Dolcemente Saffar si chinò ad accarezzare il suo Chim. Egli rinvenne e prese a fare saltelli allegri per dimostrare il suo ritorno alla tranquillità psichica, quindi corse a recuperare la corona scintillante. I diavoli abbattuti si torcevano al suolo, e gemettero strisciando ai margini della scena, mentre il trionfante Hmel poneva in capo alla sua Chim il prezioso monile, e Arcobaleno mandò mille bagliori.
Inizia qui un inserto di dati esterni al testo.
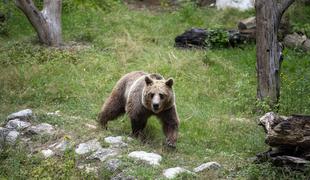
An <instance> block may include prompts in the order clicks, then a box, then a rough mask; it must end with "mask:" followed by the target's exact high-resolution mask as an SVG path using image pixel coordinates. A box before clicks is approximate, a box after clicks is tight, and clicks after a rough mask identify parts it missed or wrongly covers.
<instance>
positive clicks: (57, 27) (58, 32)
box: [15, 0, 62, 46]
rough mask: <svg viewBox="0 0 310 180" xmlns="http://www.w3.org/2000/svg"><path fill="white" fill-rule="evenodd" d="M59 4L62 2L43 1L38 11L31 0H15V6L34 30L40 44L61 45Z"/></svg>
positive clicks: (55, 0) (61, 2) (55, 1)
mask: <svg viewBox="0 0 310 180" xmlns="http://www.w3.org/2000/svg"><path fill="white" fill-rule="evenodd" d="M61 3H62V0H44V6H43V10H42V11H39V10H38V9H37V7H36V6H35V4H34V3H33V1H32V0H16V1H15V4H16V6H17V7H18V8H19V9H21V10H22V11H23V12H24V14H25V15H26V16H27V18H28V20H29V21H30V23H31V24H32V26H33V27H34V29H35V30H36V32H37V34H38V37H39V40H40V42H42V43H43V44H46V45H48V46H59V45H60V44H61V41H62V39H61Z"/></svg>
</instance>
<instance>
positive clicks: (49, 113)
mask: <svg viewBox="0 0 310 180" xmlns="http://www.w3.org/2000/svg"><path fill="white" fill-rule="evenodd" d="M59 113H60V111H55V112H47V113H46V115H48V116H58V117H59V116H61V115H60V114H59Z"/></svg>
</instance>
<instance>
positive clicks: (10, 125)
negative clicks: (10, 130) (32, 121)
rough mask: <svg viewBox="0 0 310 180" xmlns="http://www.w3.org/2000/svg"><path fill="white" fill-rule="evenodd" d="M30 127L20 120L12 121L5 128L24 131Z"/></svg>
mask: <svg viewBox="0 0 310 180" xmlns="http://www.w3.org/2000/svg"><path fill="white" fill-rule="evenodd" d="M29 126H31V124H30V123H29V122H25V121H21V120H19V119H12V120H10V121H9V122H8V123H7V124H6V126H5V127H6V128H8V129H15V130H23V129H25V128H27V127H29Z"/></svg>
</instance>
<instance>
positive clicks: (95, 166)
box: [77, 164, 98, 173]
mask: <svg viewBox="0 0 310 180" xmlns="http://www.w3.org/2000/svg"><path fill="white" fill-rule="evenodd" d="M77 167H78V168H79V169H84V170H85V172H86V173H97V172H98V167H96V166H92V165H91V164H82V165H78V166H77Z"/></svg>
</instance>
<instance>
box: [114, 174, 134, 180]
mask: <svg viewBox="0 0 310 180" xmlns="http://www.w3.org/2000/svg"><path fill="white" fill-rule="evenodd" d="M111 180H135V178H134V177H133V176H127V175H125V174H124V173H119V174H117V175H116V176H114V177H112V178H111Z"/></svg>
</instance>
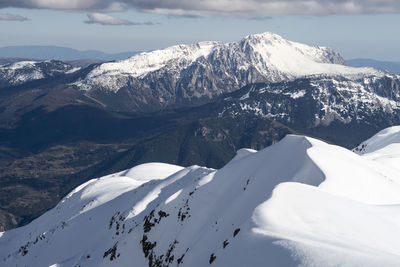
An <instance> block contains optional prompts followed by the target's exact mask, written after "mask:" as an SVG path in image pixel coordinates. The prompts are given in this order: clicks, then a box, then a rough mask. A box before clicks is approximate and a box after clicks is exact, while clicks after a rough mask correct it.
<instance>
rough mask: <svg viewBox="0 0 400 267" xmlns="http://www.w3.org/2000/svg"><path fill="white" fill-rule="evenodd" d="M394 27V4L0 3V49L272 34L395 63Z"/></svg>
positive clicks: (358, 1) (85, 45) (224, 2)
mask: <svg viewBox="0 0 400 267" xmlns="http://www.w3.org/2000/svg"><path fill="white" fill-rule="evenodd" d="M399 26H400V1H399V0H280V1H279V0H121V1H114V0H0V36H1V38H0V47H2V46H9V45H58V46H66V47H72V48H75V49H80V50H86V49H96V50H102V51H106V52H123V51H147V50H152V49H157V48H163V47H167V46H169V45H173V44H177V43H193V42H197V41H203V40H219V41H238V40H240V39H241V38H242V37H244V36H245V35H248V34H252V33H260V32H265V31H270V32H274V33H277V34H280V35H282V36H283V37H285V38H287V39H290V40H294V41H299V42H303V43H307V44H311V45H324V46H330V47H332V48H334V49H336V50H338V51H339V52H340V53H341V54H342V55H343V56H344V57H345V58H356V57H364V58H374V59H380V60H392V61H400V52H399V47H400V34H398V33H399Z"/></svg>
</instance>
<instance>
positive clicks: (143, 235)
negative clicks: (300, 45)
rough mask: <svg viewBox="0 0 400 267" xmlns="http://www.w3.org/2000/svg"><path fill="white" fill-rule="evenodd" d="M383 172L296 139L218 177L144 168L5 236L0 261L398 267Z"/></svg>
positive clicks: (93, 187) (206, 169)
mask: <svg viewBox="0 0 400 267" xmlns="http://www.w3.org/2000/svg"><path fill="white" fill-rule="evenodd" d="M242 152H243V151H242ZM385 164H386V163H385V162H376V161H375V160H374V159H370V158H368V157H364V156H360V155H357V154H355V153H353V152H351V151H349V150H347V149H344V148H341V147H338V146H334V145H328V144H326V143H324V142H322V141H320V140H316V139H313V138H309V137H305V136H297V135H288V136H286V137H285V138H284V139H282V140H281V141H280V142H278V143H277V144H274V145H272V146H270V147H267V148H265V149H264V150H261V151H258V152H257V151H252V150H247V151H246V153H245V155H243V154H242V156H241V157H240V158H236V159H233V160H232V161H231V162H230V163H228V164H227V165H226V166H225V167H223V168H221V169H219V170H215V169H209V168H204V167H199V166H191V167H187V168H182V167H179V166H173V165H166V164H159V163H150V164H144V165H139V166H136V167H134V168H131V169H128V170H125V171H123V172H119V173H115V174H111V175H108V176H105V177H100V178H96V179H93V180H90V181H88V182H86V183H84V184H82V185H80V186H78V187H76V188H75V189H74V190H72V191H71V192H70V193H69V194H68V195H67V196H66V197H65V198H64V199H63V200H62V201H61V202H60V203H59V204H58V205H57V206H56V207H55V208H54V209H52V210H51V211H49V212H47V213H46V214H44V215H43V216H41V217H40V218H38V219H37V220H35V221H33V222H32V223H31V224H30V225H27V226H25V227H23V228H18V229H15V230H12V231H8V232H3V233H0V247H1V248H2V249H1V250H0V255H1V257H0V260H2V264H3V265H4V266H14V265H15V264H24V263H28V262H29V263H30V264H35V265H51V264H57V266H71V265H76V264H78V265H87V266H121V265H126V264H132V262H135V263H136V264H137V265H139V266H145V265H148V266H151V267H153V266H176V265H178V266H180V265H182V266H183V265H190V266H204V265H209V264H210V265H216V266H234V265H237V264H240V265H252V266H256V265H260V264H262V265H265V264H266V263H270V264H272V265H274V266H299V265H300V266H315V265H319V266H337V265H342V264H350V265H353V266H355V265H362V266H382V265H385V266H386V265H387V266H392V265H397V264H398V263H399V262H400V258H399V256H398V253H397V252H398V247H399V246H397V244H398V243H399V238H398V233H399V231H398V227H399V226H398V223H397V221H398V218H399V217H398V206H397V205H395V204H397V203H399V201H400V197H399V196H400V194H399V191H400V177H399V175H398V171H396V170H395V169H394V168H392V167H391V166H390V165H385ZM283 165H284V167H283ZM365 181H367V182H365ZM316 213H318V216H317V217H316V216H315V214H316ZM343 214H345V215H346V216H343ZM378 215H379V216H378ZM361 225H363V227H361ZM332 226H334V227H332ZM371 228H373V229H374V230H375V231H373V232H371V231H370V229H371ZM309 229H313V231H310V230H309ZM95 233H96V234H95ZM344 234H345V235H344ZM344 236H345V237H344ZM82 237H86V238H82Z"/></svg>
La stanza assunse un lucore dorato ed in esso i due furono rinchiusi come in un limbo, che sottolineò la santità del loro abbraccio finale. Il silenzio che seguì al termine dell’Azione durò parecchi secondi. Finalmente il Loo-chim si mosse, e i suoi due volti identici, quello maschile e quello femminile, apparvero trasfigurati dalla stessa espressione commossa. Entrambi ansimarono, guardandosi attorno come storditi. Signore Jal tossicchiò discretamente, per ricordare loro la questione in sospeso, poi Dapsl accese la luce e lo stanzone apparve improvvisamente squallido. Al centro di esso, Rheba e Kirtn si sciolsero dal loro abbraccio solo in quel momento.

Jal tentò un sorrisetto, accostandosi all’Imperiale. «Ebbene, è piaciuta l’Azione?»

Ma l’uomo sapeva già la risposta. In allestimento per la Concatenazione c’erano molte Azioni esteticamente migliori, ma neppure una che rappresentasse con tutte le sue ambiguità e le sue ossessioni il legame che univa i due gemelli.

Signore Puca osservò gli J/Taals e i clepts come se ancora vedesse in loro i suoi sogni contorti. Quando si volse a Kirtn nelle sue iridi azzurre non c’era più traccia di odio, bensì un insieme di emozioni indefinibili. Allo stesso modo Signora Kurs teneva gli occhi fissi su Rheba. L’Imperiale coppia guardava sé stessa, o una versione a sfondo soltanto sessuale. L’erotismo aveva sciolto la loro ostilità.

Il Polo Maschile fece un cenno a Jal. «Un’Azione meritevole della Concatenazione. Mi congratulo con te».

Signore Jal s’inchinò compaciuto, e si volse al Polo Femminile in attesa anche del suo parere.

«Sono d’accordo», disse lei con voce sottile. «Questa potrebbe essere la migliore Azione, nell’Ultima Notte dell’Anno. Ma … io non mi congratulo con te, o Senza-Chim, perché tu hai usato anche nella realtà i diavoli Pelosi del tuo inferno, e li hai messi fra noi due. E forse causerai a me e al mio Chim lo stesso dolore raccontato nella leggenda di Saffar e Hmel». Guardò Kirtn e continuò: «Ma prima del dolore ci sarà il piacere, e un piacere tale che solo i demoni ne conoscono l’eguale».

Signora Kurs prese per mano il suo Chim e lo condusse alla porta. Nel passare accanto a Ilfn, Signore Puca si fermò a guardarla, e parve volerle dire qualcosa, ma la sua gemella intervenne freddamente prima che egli potesse aprir bocca:

«Lei e il suo protetto resteranno qui fin dopo la Concatenazione», stabilì con fermezza. «Solo pochi giorni, caro Chim, e fino al termine dell’anno tu e io giocheremo fra noi. In seguito … avremo loro!»